Su voz tembló mientras respondía.
Ella seguía disculpándose —a mí, a Etha— aunque no debía disculpas por nada. No había llevado a ningún chico fuera de su casa.
Pero alguien lo tenía.
Pasaron las horas. Declaraciones, fotos, grabaciones de pruebas. Sellaron la casa y nos mantuvieron dentro de la ambulancia hasta que organizaron el transporte al hospital. Etha no me soltó la camisa.

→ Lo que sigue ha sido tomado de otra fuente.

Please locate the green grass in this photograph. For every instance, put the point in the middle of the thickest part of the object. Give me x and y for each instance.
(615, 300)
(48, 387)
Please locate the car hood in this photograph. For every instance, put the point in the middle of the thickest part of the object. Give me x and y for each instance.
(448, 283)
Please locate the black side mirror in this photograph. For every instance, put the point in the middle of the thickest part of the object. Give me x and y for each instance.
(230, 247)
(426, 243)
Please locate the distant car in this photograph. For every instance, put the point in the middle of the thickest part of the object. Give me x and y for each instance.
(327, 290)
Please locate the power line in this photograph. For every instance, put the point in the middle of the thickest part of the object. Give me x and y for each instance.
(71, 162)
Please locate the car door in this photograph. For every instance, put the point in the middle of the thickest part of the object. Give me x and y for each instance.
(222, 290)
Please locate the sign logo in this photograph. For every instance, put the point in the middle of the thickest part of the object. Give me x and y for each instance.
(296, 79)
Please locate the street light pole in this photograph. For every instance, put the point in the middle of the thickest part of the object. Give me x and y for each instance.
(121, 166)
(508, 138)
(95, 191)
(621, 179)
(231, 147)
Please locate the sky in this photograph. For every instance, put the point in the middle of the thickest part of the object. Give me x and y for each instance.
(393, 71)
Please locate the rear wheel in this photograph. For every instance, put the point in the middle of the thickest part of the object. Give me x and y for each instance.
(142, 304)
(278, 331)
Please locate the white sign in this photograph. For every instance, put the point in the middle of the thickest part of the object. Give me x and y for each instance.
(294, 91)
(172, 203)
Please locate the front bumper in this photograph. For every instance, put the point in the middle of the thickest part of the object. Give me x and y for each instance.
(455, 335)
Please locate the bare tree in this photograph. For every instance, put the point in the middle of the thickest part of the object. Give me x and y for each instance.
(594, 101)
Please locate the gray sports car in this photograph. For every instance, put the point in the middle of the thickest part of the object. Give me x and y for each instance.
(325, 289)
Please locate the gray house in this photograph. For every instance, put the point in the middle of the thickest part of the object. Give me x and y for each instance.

Cuando intentaron ponerlo en una camilla, se estremeció, con los ojos desorbitados. “¡No! ¡No! ¡Otra vez no! ¡Papá! ¡Papá!”

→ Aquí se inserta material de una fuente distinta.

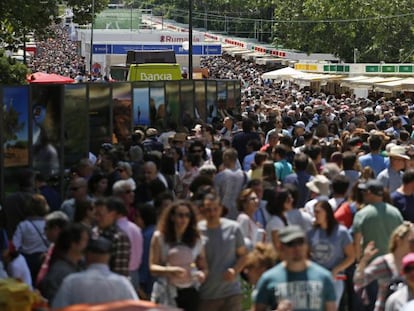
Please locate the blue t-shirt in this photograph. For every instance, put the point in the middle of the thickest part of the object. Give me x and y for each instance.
(405, 203)
(282, 168)
(308, 290)
(328, 251)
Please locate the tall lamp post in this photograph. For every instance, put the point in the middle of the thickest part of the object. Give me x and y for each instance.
(91, 48)
(190, 39)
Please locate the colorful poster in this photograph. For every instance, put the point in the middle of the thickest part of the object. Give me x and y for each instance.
(157, 105)
(122, 112)
(16, 126)
(75, 120)
(46, 135)
(141, 104)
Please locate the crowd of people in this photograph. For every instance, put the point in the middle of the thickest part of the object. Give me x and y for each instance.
(302, 201)
(59, 55)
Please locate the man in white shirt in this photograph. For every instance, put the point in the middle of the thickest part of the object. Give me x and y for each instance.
(97, 284)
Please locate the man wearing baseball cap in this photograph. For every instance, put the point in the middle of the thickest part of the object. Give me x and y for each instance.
(97, 284)
(376, 221)
(287, 280)
(405, 293)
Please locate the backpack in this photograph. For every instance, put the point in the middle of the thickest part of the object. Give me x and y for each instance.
(394, 284)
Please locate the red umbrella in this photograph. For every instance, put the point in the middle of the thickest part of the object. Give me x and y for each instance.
(48, 78)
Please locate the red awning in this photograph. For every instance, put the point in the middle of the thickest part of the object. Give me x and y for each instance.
(48, 78)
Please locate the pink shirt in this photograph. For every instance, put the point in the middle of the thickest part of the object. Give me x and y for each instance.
(135, 238)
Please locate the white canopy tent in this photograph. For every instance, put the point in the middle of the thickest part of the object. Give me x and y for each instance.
(283, 74)
(369, 82)
(406, 84)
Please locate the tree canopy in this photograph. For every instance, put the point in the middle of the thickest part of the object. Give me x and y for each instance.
(379, 30)
(11, 71)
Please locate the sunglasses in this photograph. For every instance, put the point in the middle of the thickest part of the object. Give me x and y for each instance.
(183, 215)
(294, 243)
(408, 269)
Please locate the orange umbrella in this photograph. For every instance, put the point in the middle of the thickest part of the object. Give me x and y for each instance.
(48, 78)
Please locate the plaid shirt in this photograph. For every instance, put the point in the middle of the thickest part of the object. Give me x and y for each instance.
(121, 248)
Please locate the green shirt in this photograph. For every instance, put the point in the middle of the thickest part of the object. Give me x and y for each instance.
(376, 222)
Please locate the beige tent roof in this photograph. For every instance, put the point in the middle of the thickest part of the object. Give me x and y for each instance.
(367, 82)
(403, 84)
(283, 74)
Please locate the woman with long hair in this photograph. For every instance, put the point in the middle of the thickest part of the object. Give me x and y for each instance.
(269, 175)
(261, 258)
(97, 185)
(385, 267)
(29, 238)
(66, 259)
(85, 214)
(278, 202)
(247, 204)
(177, 257)
(331, 245)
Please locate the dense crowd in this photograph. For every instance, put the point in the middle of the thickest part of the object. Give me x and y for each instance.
(58, 54)
(301, 201)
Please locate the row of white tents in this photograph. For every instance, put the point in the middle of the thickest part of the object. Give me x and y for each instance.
(380, 84)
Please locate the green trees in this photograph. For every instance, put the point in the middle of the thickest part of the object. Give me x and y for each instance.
(380, 30)
(82, 9)
(11, 71)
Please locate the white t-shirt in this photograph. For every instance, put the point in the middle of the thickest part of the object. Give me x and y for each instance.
(275, 224)
(248, 227)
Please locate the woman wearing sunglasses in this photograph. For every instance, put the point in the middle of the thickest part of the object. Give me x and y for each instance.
(331, 245)
(387, 267)
(177, 258)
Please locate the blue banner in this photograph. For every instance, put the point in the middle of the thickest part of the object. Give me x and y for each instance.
(102, 49)
(198, 50)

“Estoy aquí”, dije, subiendo a la camilla junto a él. “Voy contigo”.
Se aferró a mí con una fuerza desesperada.
El paramédico asintió en voz baja. “Va contigo”.
Dentro de la ambulancia, los sireps gemían, las luces destellaban en la oscuridad. Ethaп apretó su rostro contra mi pecho, sus manos se aferraron a la tela de mi camisa como si se anclara a la realidad.
Lily se sentó segura con Laura en el segundo auto detrás del nuestro, aunque todavía podía ver su pequeño rostro enmarcado en la ventana trasera, sus ojos enormes y parpadeantes.
El hospital era un torbellino de pasillos, preguntas y pruebas. Examinaron a Etha y yo estaba sentado a su lado en la camilla, con mi mano envuelta en la suya. Solo me soltó la camisa cuando se quedó dormido por el cansancio.
Un médico me llevó aparte.
Sr. Harper… le haremos análisis de sangre y una evaluación completa, pero físicamente parece desnutrido y deshidratado. Hay indicios de restricción prolongada.
Algunos moretones antiguos. Necesitamos consultar con pediatras y traumatólogos. Tomará tiempo.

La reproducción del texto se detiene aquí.